The Harrisons also appeared twice before ANC 3F: once to seek support for the Appleton curb cut and the other for the subdivision of their lot. They received unanimous support from the commissioners each time.
Support from the neighbors was not unanimous. Their objections included loss of privacy, stormwater runoff, the use of the pipestem driveway, and the precedent that would be set by increasing the density of this part of the neighborhood.
In an effort to address the neighbors’ concerns, the Harrisons hired landscape architects and stormwater management experts to draw up plans for stormwater infrastructure projects. They also laid out plans for plantings to shield the neighbors’ backyards from the future occupants of the lot’s second home.
Some neighbors were satisfied with the Harrisons’ efforts and withdrew their objections. Three who were not hired attorneys and raised their objections during the July 20th BZA hearing.
ANC 3F03 commissioner Dipa Mehta, whose single member district includes 3007 Albemarle, testified at the hearing in support of the Harrisons’ plans. She, like some objectors, raised precedent. But in this case, she said that if the BZA were to deny the requested zoning relief, it would set a precedent “inconsistent with the District’s goals for density and housing.” (Disclosure: I also testified in favor.)
Mehta attended many meetings and site visits with the Harrisons, their architect and stormwater management consultants, and the property’s immediate neighbors. She laid out the engagement process in detail in a letter of support submitted to the BZA in May.
ANC 3F Commissioner Stan Wall also testified in support of the Harrisons’ plans, in the context of the need for more housing in Ward 3 to prevent displacement in other neighborhoods. Wall, who lives five blocks from 3007 Albemarle, was asked by an opposing neighbor’s attorney to explain the concept of displacement.
Wall did so in this way: If a family with the means to buy a home in Forest Hills or anywhere in DC can’t find a house that suits their needs, they will find something less expensive and make it into what they want. The family who could only afford the more modest house would be displaced or would go on to displace another would-be buyer with even more limited means.
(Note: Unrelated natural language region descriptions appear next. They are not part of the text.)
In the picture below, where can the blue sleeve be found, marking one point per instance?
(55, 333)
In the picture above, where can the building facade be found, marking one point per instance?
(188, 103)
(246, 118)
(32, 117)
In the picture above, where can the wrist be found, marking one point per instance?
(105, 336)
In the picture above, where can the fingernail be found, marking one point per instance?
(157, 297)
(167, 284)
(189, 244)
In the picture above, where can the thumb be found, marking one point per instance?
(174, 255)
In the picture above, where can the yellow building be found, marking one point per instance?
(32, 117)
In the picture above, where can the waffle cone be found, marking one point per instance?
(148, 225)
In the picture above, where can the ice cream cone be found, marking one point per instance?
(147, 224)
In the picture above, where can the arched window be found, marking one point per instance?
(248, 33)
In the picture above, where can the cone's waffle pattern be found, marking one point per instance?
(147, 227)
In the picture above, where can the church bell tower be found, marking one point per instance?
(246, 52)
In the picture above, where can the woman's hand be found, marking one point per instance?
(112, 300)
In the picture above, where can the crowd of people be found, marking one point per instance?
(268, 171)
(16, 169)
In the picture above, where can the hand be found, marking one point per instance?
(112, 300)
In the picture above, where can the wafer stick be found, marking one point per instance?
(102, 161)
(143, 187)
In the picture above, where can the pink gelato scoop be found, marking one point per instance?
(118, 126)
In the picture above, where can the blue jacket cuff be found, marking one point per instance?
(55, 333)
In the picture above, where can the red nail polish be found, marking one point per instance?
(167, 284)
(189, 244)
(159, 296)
More housing is needed, Wall said, at all levels of affordability.
After weighing the testimony, the five BZA members voted unanimously on July 27th to approve the Harrisons’ plans for 3007 Albemarle. Deciding factors included ANC 3F’s report on the review process and support from the Office of Planning. The board members were not persuaded by adjoining neighbors’ concerns about losing privacy or the enjoyment of their backyards.
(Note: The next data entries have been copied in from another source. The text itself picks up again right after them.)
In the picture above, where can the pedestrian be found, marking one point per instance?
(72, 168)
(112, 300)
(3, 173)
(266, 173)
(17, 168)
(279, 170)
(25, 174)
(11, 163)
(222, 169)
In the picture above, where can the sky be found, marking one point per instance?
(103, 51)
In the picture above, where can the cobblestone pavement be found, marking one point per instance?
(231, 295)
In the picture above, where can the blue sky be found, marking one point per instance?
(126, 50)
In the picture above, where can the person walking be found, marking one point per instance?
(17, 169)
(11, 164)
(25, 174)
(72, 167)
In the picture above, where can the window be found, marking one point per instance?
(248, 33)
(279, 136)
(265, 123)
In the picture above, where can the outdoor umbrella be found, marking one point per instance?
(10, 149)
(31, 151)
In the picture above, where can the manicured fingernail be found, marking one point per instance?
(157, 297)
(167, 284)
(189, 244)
“It’s difficult to understand how there could be privacy concerns for two houses on 18,000 square foot and 12,000 square foot lots, respectively,” said BZA Vice Chair Lorna Johns. Johns also noted that loss of views is not protected by zoning regulations.
Fellow board member Chrishaun Smith said the testimony about the use of front and rear yards was irrelevant. “Zoning only articulates how a home may be constructed,” he said.
Forest Hills Connection asked the Harrisons and the three neighbors who brought their complaints to the July 20th BZA hearing for their thoughts on the board’s decision.
“We are very pleased with the Board of Zoning Adjustment’s decision, and will remain focused on sustainability and limiting impacts on the community as we move towards construction,” Paul Harrison told Forest Hills Connection.
Only one of the neighbors responded. Mary Lee referred us to the record.